The Dream Palace of the Arabs: A Generation's Odyssey
- Author: Fouad Ajami
- Subject: Lebanon
- Genre: History
- Publisher: Vintage Books
- Publication date: 1998
- ISBN: 978-0-375-70474-1

= The Dream Palace of the Arabs =

1998 book by Fouad Ajami

The Dream Palace of the Arabs: A Generation's Odyssey is a 1998 book written by Middle Eastern scholar Fouad Ajami.

== Content ==
Ajami first describes the history of Lebanon from 1920-1982 through the story of poet Khalil Hawi, who committed suicide following the 1982 Lebanon War.

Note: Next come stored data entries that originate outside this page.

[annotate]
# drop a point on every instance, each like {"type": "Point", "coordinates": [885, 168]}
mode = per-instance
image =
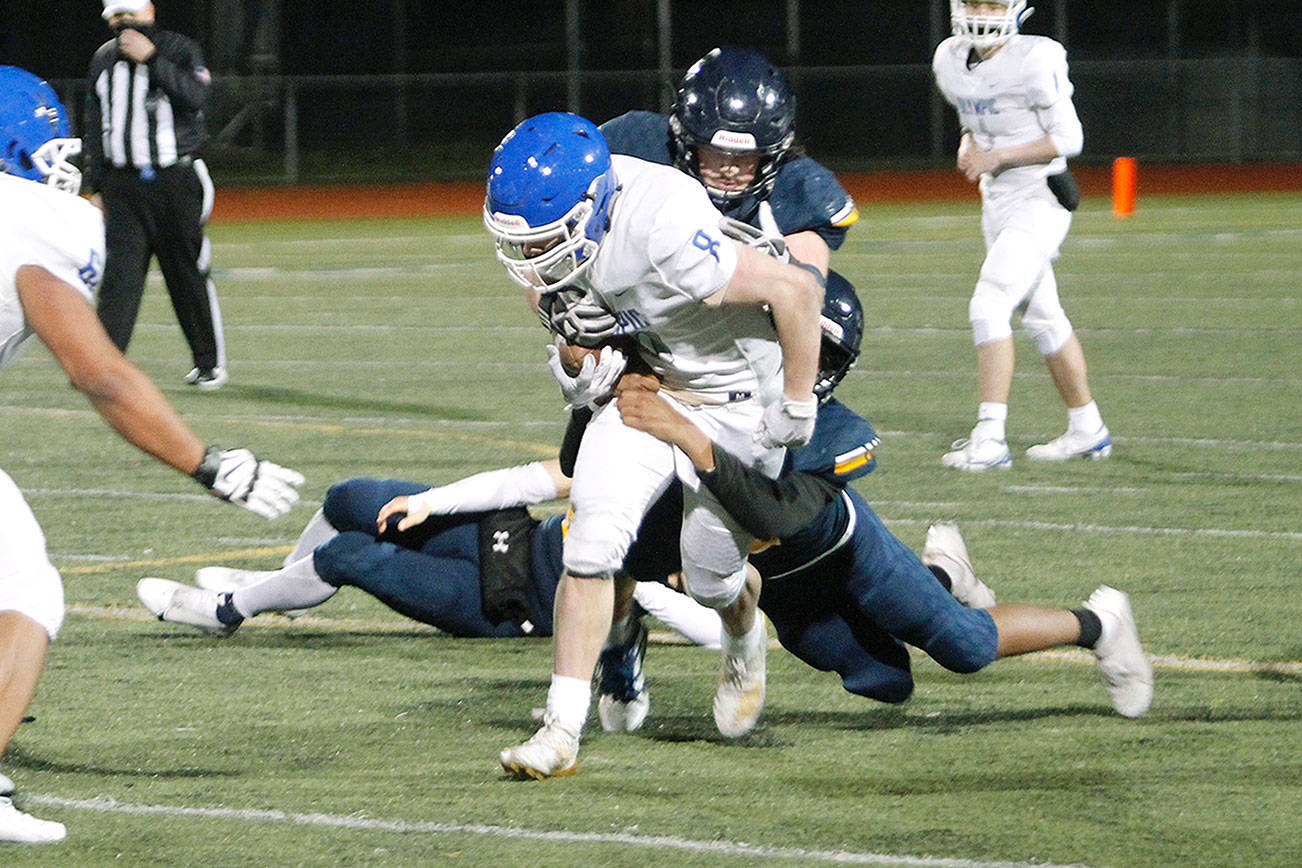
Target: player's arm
{"type": "Point", "coordinates": [521, 486]}
{"type": "Point", "coordinates": [766, 508]}
{"type": "Point", "coordinates": [810, 249]}
{"type": "Point", "coordinates": [134, 407]}
{"type": "Point", "coordinates": [794, 298]}
{"type": "Point", "coordinates": [120, 392]}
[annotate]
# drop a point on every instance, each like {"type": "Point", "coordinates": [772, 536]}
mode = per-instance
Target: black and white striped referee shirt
{"type": "Point", "coordinates": [143, 116]}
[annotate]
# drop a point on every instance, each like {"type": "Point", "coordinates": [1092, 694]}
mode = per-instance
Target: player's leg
{"type": "Point", "coordinates": [184, 254]}
{"type": "Point", "coordinates": [128, 229]}
{"type": "Point", "coordinates": [714, 549]}
{"type": "Point", "coordinates": [619, 473]}
{"type": "Point", "coordinates": [31, 612]}
{"type": "Point", "coordinates": [811, 626]}
{"type": "Point", "coordinates": [1051, 329]}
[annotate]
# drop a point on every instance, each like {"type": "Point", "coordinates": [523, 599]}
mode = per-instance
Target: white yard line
{"type": "Point", "coordinates": [729, 849]}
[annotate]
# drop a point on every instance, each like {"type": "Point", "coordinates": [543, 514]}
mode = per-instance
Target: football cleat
{"type": "Point", "coordinates": [945, 548]}
{"type": "Point", "coordinates": [552, 752]}
{"type": "Point", "coordinates": [207, 379]}
{"type": "Point", "coordinates": [978, 454]}
{"type": "Point", "coordinates": [17, 827]}
{"type": "Point", "coordinates": [225, 578]}
{"type": "Point", "coordinates": [1122, 663]}
{"type": "Point", "coordinates": [1074, 444]}
{"type": "Point", "coordinates": [740, 695]}
{"type": "Point", "coordinates": [624, 699]}
{"type": "Point", "coordinates": [182, 604]}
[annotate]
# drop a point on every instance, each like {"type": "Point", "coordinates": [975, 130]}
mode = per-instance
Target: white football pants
{"type": "Point", "coordinates": [621, 471]}
{"type": "Point", "coordinates": [1022, 234]}
{"type": "Point", "coordinates": [29, 583]}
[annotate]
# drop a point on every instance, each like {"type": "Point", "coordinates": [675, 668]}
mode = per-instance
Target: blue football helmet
{"type": "Point", "coordinates": [983, 31]}
{"type": "Point", "coordinates": [551, 191]}
{"type": "Point", "coordinates": [34, 141]}
{"type": "Point", "coordinates": [841, 322]}
{"type": "Point", "coordinates": [737, 102]}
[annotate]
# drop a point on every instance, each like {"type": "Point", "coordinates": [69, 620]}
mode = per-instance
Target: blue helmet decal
{"type": "Point", "coordinates": [34, 141]}
{"type": "Point", "coordinates": [551, 189]}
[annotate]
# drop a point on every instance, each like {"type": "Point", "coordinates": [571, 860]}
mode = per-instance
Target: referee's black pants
{"type": "Point", "coordinates": [160, 216]}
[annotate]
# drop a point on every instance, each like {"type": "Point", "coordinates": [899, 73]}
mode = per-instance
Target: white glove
{"type": "Point", "coordinates": [238, 476]}
{"type": "Point", "coordinates": [595, 379]}
{"type": "Point", "coordinates": [787, 423]}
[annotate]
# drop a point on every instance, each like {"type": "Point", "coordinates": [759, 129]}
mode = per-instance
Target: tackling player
{"type": "Point", "coordinates": [51, 260]}
{"type": "Point", "coordinates": [733, 129]}
{"type": "Point", "coordinates": [1018, 126]}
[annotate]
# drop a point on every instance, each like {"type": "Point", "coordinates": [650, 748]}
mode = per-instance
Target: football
{"type": "Point", "coordinates": [573, 355]}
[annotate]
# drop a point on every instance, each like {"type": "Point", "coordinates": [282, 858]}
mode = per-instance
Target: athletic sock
{"type": "Point", "coordinates": [1090, 627]}
{"type": "Point", "coordinates": [1085, 419]}
{"type": "Point", "coordinates": [568, 700]}
{"type": "Point", "coordinates": [991, 418]}
{"type": "Point", "coordinates": [292, 587]}
{"type": "Point", "coordinates": [227, 612]}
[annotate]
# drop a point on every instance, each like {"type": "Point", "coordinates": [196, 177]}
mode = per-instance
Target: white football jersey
{"type": "Point", "coordinates": [1007, 100]}
{"type": "Point", "coordinates": [41, 225]}
{"type": "Point", "coordinates": [662, 255]}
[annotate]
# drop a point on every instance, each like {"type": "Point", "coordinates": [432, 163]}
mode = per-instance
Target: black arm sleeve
{"type": "Point", "coordinates": [173, 69]}
{"type": "Point", "coordinates": [573, 435]}
{"type": "Point", "coordinates": [767, 508]}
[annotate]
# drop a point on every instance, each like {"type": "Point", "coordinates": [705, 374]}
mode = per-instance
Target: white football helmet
{"type": "Point", "coordinates": [986, 30]}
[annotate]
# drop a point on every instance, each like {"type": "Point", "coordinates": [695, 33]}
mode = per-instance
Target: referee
{"type": "Point", "coordinates": [145, 130]}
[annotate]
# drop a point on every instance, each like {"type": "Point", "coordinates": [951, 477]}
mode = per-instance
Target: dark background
{"type": "Point", "coordinates": [418, 89]}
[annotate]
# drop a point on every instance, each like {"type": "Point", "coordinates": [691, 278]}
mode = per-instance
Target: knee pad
{"type": "Point", "coordinates": [966, 643]}
{"type": "Point", "coordinates": [1050, 329]}
{"type": "Point", "coordinates": [711, 588]}
{"type": "Point", "coordinates": [990, 311]}
{"type": "Point", "coordinates": [38, 595]}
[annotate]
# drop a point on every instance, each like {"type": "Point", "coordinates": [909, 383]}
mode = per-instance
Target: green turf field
{"type": "Point", "coordinates": [356, 738]}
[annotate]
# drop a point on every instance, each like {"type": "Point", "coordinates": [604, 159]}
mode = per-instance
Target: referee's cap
{"type": "Point", "coordinates": [113, 7]}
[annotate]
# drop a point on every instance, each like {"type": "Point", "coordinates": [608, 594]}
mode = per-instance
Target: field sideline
{"type": "Point", "coordinates": [352, 737]}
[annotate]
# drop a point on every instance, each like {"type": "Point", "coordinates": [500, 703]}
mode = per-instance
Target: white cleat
{"type": "Point", "coordinates": [552, 752]}
{"type": "Point", "coordinates": [225, 578]}
{"type": "Point", "coordinates": [1122, 663]}
{"type": "Point", "coordinates": [945, 548]}
{"type": "Point", "coordinates": [740, 695]}
{"type": "Point", "coordinates": [17, 827]}
{"type": "Point", "coordinates": [978, 454]}
{"type": "Point", "coordinates": [1074, 444]}
{"type": "Point", "coordinates": [182, 604]}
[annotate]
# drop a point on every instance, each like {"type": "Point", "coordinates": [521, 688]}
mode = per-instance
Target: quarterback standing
{"type": "Point", "coordinates": [1018, 128]}
{"type": "Point", "coordinates": [51, 260]}
{"type": "Point", "coordinates": [642, 244]}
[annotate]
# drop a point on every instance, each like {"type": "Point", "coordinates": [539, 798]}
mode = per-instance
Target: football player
{"type": "Point", "coordinates": [732, 333]}
{"type": "Point", "coordinates": [1018, 128]}
{"type": "Point", "coordinates": [51, 260]}
{"type": "Point", "coordinates": [733, 129]}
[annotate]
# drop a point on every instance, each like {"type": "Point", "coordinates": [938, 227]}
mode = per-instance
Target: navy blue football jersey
{"type": "Point", "coordinates": [806, 195]}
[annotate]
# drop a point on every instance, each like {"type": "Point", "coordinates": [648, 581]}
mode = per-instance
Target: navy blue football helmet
{"type": "Point", "coordinates": [34, 141]}
{"type": "Point", "coordinates": [551, 190]}
{"type": "Point", "coordinates": [734, 100]}
{"type": "Point", "coordinates": [841, 322]}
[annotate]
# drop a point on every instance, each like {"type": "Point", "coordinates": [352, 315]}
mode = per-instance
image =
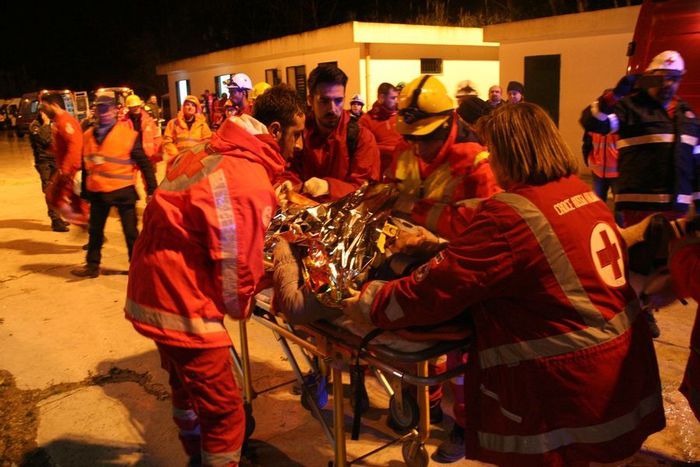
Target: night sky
{"type": "Point", "coordinates": [82, 45]}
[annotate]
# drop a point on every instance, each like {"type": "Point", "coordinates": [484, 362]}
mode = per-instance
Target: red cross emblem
{"type": "Point", "coordinates": [606, 253]}
{"type": "Point", "coordinates": [609, 255]}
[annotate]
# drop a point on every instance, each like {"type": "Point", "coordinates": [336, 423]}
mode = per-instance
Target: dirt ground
{"type": "Point", "coordinates": [79, 387]}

The second chapter follows the careers of the Syrian poets Nizar Qabbani and Adunis, focusing on the socio-political developments in Syria that mirror the lives of Qabbani and Adonis.

Chapter three follows the rise of Saddam Hussein's Iraq and the war with Iran during the 1980s, and the invasion of Kuwait in 1990.

Chapter four, "In the land of Egypt", focuses on socio-political life in Egypt post Sadat. In particular, Ajami follows the at-risk secularists in Egyptian society, such as Naguib Mahfouz, who was almost killed in 1994 by an Islamist assassin.

The last chapter, "An Orphaned Peace", focuses on the peace process in the Israeli–Palestinian conflict. In particular, Ajami focuses on the response of Arab intellectuals and their united opposition to the peace process.

Published by Vintage Books 1999. ISBN 978-0-375-70474-1.